When the pool was originally installed, there was at least three feet thick by the depth of the pool of sand around three sides of the pool. The fourth side(the one that cracked) only got 8 inches of sand and the rest is extremely hard soil. I plan on refilling all sides with healthy amounts of appropriate sand and a french drain in 12 inches of gravel at the four foot deep point. I've also removed the mature tree that was three feet from the crack, along with all it's roots.

All that to say, cross my fingers, I hope that this repair is good for a long time.
 
If you need to add a new main drain, return lines, skimmer etc.,
I would make sure to install the type that will work with a vinyl liner.
In the future, if you decide to add a liner, you will just need to install
the aluminum coping.

-Brad-
 
Thanks Brad,

but the skimmer is already in. If I had to, i'd close the main drain.

I really don't think the liner would be a good option though. If this developes any cracks, I want to be finding them and fixing them right away.
 
I still dont know what the capped pipe was for, it was just sitting in there. It had holes up the side of it, maybe it was to check for water levels after they filled the pool with dirt.

There was no skimmer. I've added one, you can see it in my last attached photo.
 
Don't kid yourself on any "paint" type finishes. You'll be lucky to get 3 years out of them (I've never seen one go two years, in my area). If you can get the pool plastered, that would be the best bet. You should see about ten years out of a plaster finish, and can get upgraded finishes that will last longer. I would sure take a look and see if you can afford to go that route before you decide on "paint".

Hi Bruce,

so we've decided that we're not that crazy about the idea of paint if we're going to have to redo it every two - three years.
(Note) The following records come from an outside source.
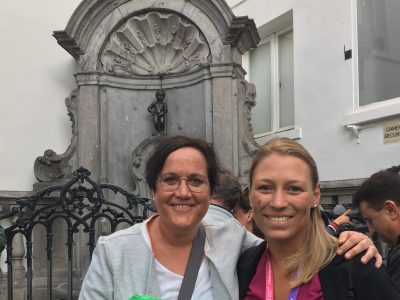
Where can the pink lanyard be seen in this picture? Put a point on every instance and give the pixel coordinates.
(269, 284)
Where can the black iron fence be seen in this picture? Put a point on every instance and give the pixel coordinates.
(84, 207)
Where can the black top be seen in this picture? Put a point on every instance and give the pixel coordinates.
(367, 282)
(393, 264)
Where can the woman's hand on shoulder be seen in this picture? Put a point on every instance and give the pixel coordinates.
(352, 243)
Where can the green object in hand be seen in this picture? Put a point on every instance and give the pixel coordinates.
(145, 297)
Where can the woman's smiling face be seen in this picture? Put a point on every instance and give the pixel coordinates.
(182, 209)
(282, 195)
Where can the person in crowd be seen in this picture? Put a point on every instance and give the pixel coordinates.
(378, 199)
(226, 194)
(2, 239)
(299, 260)
(244, 214)
(174, 254)
(333, 225)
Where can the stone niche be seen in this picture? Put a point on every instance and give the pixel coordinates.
(126, 51)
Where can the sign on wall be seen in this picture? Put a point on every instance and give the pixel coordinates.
(391, 131)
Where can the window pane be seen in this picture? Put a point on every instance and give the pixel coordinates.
(260, 75)
(378, 50)
(286, 94)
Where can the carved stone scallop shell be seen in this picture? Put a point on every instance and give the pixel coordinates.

While in the hugh pool store my wife wonders over to the inground pools that they have on display and admires the marblite finish that two of the pools have. The sales guy says that it last up to 20 years and is guaranteed for 10 years. (to be taken with many grains of salt)
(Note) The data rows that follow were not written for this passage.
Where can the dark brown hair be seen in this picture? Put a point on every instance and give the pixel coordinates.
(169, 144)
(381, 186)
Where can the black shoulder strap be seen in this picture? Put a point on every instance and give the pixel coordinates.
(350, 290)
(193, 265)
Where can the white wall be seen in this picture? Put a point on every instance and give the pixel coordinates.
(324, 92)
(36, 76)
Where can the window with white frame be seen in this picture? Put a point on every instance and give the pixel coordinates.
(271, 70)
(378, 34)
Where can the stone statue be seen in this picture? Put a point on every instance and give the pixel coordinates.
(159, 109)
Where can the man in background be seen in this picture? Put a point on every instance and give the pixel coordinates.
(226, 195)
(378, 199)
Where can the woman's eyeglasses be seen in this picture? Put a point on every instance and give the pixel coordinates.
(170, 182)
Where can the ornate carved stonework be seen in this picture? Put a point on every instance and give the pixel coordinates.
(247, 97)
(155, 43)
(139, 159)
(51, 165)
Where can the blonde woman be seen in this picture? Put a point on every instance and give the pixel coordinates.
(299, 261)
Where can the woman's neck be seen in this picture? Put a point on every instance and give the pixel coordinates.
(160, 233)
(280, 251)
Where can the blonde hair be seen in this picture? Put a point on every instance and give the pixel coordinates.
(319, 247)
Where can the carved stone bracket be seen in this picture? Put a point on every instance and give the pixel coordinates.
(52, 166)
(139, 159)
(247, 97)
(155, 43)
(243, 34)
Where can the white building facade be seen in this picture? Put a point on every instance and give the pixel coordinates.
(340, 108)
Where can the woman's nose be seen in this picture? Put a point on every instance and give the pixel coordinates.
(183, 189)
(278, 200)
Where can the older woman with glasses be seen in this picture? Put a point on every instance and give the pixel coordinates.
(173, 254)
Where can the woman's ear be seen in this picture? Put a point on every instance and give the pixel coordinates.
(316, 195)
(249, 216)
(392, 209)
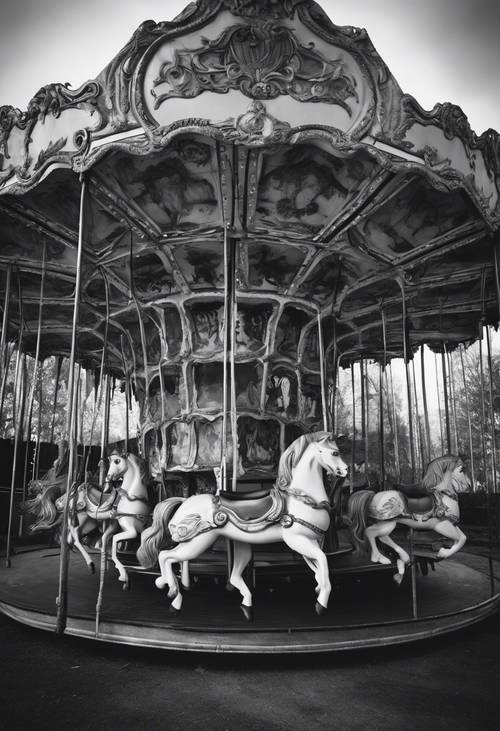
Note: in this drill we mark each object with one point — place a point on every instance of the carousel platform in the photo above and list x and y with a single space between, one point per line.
367 608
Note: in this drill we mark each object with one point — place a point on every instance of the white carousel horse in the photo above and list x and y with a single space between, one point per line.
373 516
295 511
125 506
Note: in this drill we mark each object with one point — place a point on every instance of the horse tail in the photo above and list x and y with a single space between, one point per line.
356 515
154 538
42 508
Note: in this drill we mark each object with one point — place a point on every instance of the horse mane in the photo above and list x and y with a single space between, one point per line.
293 454
437 470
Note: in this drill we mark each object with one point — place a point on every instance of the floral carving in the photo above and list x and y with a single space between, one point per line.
263 61
256 127
256 8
So the guy gives us/her a quote our pool shape/size of $10800 installed.

This includes sandblasting / $2000
12" of really nice tiles around the perimeter/scumline $2500 installed
Marblite finish $6300

I found this rather cheap compared to having to pay $1000 per paint job every few years.
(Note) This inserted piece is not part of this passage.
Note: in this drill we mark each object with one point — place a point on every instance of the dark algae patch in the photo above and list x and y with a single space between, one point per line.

1) Is it a good option for my unconventional pool? I have a few fisher cracks on top of that crazy repair that I did on that far wall.
Will this stuff fall off with time? I know that all cement crack but what's the result on the finish?

2) I'm going to get a price for plaster as well. Would this be a better option for my old pool?


I'm doing this to reduce maintenance/painting. So if it's going to be a problem I'd rather not waste the money.

This truly is one of the best forums.
Thanks
 
Update.

Nobody except for the big pool place wants to do my exposed aggregate here in Quebec. One other place that does it, only does it for there own installations and doesn't recommend it for mine.(even though he wouldn't do it anyhow) They all say to paint.

So I've come down to one company who has been doing exclusively cement pools for the last 28 years. The guy is so charismatic that it's scary. I just wanted to give him all my money :lol:
But I've held off for the weekend.

I've basically asked him to quote on the same parts of the job as I've ask the other two companies. He came back to me with a general price and said that he's going to do all the pretty stuff that I asked for plus fix all the other things that need to be done that I was going to do myself. I'm the pool builder he tells me, let me do my job. You can watch: ). He's right. There is a lot of little things that I was going to do that could require being redone in a year or two if not done correctly. You wouldn't believe the conversation we had in his office, laughing the whole time.

Here is my only qualm. He's telling me that I have to go saltwater and that he's doing all of his pools this way.(he only does cement)
Although every other company that I've spoken with has told me to go chlorine for a cement pool as the salt eats the cement.

Any thoughts?


BTW,
He can start in three weeks and has assured me that they would be there every possible day.


I could post the work decription if anyone would like to see it.